The Australian Broadcasting Commission is endeavoring to standardise Australian voices by engaging announcers who will lead us into right ways of speech. This country, declares the Commission, has become "accent conscious" since the advent of wireless.
Trouble brews along the border for the word has got around
That blokes an' coves an' coots must mind their tongues;
Out about the long dry stages
Where the willie-willie rages
Strange sounds are issuing from leathern lungs.
Vowels, consonants and diphthongs in the old bark hut take place
Of the talk of clips or cattle or "wot won the 'urdle race."
For the world grows regimented and the olden orders pass
With those ancient heroes that we knew of old.

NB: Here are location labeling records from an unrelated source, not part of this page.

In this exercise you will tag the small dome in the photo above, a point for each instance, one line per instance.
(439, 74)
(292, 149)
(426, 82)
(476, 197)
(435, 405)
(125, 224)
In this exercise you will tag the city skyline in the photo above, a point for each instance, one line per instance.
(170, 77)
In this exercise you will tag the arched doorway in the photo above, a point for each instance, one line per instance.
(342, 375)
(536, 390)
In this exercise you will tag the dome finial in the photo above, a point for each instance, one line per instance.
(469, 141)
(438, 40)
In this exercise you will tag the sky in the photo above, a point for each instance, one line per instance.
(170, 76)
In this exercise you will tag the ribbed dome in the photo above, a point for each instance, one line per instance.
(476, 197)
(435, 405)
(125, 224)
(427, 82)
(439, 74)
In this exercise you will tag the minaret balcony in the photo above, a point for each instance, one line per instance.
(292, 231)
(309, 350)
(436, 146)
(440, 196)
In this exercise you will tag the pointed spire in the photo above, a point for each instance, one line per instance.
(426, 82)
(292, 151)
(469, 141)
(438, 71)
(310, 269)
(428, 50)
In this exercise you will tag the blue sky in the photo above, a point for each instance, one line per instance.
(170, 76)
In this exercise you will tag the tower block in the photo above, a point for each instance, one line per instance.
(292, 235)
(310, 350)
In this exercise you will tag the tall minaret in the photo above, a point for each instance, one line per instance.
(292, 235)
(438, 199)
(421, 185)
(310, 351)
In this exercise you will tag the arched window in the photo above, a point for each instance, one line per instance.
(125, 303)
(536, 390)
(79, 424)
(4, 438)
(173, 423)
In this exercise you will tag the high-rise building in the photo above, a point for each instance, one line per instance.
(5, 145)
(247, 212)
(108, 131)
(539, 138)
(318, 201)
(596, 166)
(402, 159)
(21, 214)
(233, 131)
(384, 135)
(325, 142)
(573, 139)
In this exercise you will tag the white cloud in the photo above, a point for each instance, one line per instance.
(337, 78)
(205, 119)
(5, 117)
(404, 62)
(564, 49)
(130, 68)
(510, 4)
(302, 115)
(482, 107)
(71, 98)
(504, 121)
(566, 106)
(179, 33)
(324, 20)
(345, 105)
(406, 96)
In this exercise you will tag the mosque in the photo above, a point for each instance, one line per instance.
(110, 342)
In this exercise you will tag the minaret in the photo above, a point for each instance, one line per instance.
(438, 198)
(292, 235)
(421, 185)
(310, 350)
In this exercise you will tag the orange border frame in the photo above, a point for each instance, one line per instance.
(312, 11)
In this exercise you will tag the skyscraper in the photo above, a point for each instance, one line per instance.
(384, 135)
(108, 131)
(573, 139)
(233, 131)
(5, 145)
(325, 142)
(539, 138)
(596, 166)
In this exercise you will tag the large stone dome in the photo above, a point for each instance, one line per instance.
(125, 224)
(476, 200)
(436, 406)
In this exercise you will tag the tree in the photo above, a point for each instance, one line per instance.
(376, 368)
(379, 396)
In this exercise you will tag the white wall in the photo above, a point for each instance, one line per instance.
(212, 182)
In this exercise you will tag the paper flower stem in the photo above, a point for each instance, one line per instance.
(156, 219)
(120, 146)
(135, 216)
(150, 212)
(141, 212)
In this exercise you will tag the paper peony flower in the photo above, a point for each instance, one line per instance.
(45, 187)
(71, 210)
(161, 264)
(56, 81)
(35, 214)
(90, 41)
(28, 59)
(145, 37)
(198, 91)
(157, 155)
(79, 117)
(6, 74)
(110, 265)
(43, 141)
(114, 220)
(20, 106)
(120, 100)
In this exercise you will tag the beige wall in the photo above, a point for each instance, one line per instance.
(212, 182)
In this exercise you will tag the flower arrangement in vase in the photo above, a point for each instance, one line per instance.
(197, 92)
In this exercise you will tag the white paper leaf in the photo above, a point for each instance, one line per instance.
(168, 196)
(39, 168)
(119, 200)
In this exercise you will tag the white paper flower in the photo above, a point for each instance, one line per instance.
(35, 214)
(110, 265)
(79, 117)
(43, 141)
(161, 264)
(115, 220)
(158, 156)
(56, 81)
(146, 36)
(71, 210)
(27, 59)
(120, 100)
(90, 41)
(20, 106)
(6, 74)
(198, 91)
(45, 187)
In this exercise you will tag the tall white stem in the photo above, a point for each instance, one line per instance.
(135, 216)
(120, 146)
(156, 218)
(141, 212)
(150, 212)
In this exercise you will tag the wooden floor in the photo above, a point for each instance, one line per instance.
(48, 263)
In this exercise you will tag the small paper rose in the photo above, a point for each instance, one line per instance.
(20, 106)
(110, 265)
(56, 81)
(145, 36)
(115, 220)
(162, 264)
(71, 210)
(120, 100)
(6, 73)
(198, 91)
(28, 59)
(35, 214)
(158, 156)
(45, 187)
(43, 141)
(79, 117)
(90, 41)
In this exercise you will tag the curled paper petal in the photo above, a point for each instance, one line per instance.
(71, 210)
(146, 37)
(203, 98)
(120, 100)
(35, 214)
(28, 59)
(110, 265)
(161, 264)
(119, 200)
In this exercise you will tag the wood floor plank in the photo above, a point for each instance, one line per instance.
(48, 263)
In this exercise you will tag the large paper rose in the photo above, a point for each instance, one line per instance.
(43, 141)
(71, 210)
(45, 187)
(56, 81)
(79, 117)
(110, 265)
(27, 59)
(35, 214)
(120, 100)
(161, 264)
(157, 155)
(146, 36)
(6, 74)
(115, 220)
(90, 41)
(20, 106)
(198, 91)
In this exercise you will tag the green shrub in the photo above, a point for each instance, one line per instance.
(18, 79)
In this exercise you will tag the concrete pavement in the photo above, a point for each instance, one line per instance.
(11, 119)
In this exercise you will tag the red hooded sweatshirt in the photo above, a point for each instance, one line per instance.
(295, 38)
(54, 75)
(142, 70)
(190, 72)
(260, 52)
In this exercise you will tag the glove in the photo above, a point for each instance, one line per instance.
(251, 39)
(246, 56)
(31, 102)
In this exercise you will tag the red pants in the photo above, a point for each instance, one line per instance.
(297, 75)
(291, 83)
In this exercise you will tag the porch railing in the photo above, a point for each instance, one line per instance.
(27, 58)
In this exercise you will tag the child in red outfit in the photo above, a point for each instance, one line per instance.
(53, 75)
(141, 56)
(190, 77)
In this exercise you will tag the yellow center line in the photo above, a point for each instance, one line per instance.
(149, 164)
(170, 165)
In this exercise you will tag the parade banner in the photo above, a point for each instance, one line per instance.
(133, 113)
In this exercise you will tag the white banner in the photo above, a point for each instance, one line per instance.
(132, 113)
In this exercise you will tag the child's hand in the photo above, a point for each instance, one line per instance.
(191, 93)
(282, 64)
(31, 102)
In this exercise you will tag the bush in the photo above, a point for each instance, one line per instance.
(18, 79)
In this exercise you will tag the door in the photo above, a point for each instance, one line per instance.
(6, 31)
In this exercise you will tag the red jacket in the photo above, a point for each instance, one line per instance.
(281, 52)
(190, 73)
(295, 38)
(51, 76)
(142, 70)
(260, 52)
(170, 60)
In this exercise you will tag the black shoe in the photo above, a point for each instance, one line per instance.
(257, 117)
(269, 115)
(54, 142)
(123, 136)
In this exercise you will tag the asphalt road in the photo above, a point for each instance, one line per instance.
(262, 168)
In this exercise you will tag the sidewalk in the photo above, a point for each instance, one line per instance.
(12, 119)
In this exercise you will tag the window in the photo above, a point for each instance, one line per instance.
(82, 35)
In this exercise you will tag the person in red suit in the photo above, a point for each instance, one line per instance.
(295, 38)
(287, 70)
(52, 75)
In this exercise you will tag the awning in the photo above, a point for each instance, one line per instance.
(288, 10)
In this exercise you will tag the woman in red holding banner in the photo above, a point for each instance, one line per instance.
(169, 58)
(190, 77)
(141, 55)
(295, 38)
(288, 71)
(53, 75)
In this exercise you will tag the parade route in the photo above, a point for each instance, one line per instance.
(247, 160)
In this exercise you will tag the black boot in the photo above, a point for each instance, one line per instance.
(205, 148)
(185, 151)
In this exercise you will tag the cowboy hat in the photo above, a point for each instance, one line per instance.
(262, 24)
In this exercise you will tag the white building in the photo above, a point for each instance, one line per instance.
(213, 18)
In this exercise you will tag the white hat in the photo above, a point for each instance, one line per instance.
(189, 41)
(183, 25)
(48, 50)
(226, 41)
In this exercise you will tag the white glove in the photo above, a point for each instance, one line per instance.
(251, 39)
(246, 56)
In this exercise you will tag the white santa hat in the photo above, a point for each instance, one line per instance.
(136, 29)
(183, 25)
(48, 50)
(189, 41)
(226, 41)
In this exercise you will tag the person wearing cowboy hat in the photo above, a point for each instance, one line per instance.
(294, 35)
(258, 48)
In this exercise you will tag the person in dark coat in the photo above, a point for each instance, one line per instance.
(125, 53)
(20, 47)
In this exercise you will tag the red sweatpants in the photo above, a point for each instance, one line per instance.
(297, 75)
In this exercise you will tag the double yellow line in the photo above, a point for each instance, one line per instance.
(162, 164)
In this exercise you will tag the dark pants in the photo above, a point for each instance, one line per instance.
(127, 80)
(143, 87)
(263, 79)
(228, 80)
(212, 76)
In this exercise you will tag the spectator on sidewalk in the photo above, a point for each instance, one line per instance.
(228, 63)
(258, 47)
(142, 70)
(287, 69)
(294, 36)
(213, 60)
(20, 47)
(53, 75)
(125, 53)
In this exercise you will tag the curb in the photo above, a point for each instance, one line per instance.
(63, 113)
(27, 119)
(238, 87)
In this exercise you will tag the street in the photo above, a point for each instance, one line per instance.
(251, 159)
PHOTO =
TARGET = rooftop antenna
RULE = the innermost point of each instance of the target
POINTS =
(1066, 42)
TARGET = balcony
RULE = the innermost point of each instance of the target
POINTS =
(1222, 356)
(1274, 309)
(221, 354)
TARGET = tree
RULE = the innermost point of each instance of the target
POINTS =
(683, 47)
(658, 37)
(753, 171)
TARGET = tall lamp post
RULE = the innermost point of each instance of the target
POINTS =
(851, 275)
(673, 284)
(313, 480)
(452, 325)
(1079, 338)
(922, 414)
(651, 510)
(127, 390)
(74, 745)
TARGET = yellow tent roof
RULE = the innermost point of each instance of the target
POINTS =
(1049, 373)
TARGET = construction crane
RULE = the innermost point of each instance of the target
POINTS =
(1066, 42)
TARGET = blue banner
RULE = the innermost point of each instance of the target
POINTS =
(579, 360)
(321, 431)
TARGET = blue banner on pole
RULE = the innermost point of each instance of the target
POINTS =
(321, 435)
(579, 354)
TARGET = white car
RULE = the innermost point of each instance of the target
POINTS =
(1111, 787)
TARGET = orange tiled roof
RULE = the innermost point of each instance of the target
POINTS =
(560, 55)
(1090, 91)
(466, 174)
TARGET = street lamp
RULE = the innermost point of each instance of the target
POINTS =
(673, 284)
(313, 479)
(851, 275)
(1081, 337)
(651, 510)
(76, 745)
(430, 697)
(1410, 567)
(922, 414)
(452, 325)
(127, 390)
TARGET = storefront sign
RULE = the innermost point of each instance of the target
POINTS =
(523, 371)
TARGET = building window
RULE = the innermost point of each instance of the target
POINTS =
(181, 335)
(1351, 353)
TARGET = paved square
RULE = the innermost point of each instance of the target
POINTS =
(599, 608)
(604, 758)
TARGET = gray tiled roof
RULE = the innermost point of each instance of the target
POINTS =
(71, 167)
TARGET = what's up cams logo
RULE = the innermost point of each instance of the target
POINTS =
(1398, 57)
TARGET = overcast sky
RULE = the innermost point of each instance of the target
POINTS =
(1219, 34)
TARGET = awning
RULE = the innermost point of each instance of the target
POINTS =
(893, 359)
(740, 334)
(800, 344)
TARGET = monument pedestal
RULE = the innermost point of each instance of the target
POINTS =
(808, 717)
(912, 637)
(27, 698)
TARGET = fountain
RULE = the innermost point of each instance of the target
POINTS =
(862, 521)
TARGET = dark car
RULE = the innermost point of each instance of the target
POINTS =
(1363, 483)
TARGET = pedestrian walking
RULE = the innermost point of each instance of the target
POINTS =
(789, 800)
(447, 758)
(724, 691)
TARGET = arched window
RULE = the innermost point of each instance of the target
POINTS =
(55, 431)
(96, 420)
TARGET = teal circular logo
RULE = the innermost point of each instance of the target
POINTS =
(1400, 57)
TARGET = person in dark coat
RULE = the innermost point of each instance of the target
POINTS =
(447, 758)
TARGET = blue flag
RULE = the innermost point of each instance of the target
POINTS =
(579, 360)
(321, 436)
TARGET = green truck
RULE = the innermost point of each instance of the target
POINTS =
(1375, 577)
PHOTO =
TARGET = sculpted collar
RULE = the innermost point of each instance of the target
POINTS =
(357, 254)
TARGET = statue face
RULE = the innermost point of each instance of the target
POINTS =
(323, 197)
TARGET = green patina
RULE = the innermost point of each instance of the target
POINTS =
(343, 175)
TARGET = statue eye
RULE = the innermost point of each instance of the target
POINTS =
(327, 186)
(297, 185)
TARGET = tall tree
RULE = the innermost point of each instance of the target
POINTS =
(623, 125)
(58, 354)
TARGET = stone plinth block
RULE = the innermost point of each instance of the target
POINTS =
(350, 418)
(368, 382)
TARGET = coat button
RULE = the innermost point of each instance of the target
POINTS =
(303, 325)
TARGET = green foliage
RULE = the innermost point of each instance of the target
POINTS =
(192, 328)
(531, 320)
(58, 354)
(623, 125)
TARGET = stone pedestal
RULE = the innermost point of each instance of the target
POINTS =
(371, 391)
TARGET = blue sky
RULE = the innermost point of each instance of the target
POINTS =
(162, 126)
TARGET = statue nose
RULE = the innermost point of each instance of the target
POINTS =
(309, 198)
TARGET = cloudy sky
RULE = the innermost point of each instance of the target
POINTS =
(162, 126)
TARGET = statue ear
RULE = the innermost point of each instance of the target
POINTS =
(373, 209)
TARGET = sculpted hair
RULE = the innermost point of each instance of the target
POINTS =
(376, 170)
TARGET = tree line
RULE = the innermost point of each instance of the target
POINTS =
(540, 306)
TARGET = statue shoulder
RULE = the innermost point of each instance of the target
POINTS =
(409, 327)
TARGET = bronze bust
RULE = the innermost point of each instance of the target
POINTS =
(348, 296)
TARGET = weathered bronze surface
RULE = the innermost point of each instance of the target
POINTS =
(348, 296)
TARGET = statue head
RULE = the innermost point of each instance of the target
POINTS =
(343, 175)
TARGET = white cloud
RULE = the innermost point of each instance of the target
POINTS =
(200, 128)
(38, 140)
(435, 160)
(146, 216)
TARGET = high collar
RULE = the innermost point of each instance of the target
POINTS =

Out beyond the sandy ranges
Culture grows and fashion changes
And a bloke has got to talk the way he's told.
For the craze of "standardising" has Australia in its grip,
And Lawson's friends, Joe Wilson, and his mates have got the pip.
These old battlers, so accustomed to the old Australian drawl,
Find it hard to knuckle down to modern ways.
Tho' the purists may deride them,
'Twas their speech identified them,
For they talked the Aussie lingo all their days.
But the Man from Snowy River strives to change his "Oi' to "I;"
And Clancy of the Overflow now wears an old school tie.
I have long since sought the reason why all men should be as peas
In speech, in thought, in action, e'en in strife.
Uniformity around them
Serves but further to confound them,
Since it washes all the color out of life.
But the bloke who beat the favorite now sports jodhpurs with an air,
And the Man from Ironbark marcels his hair.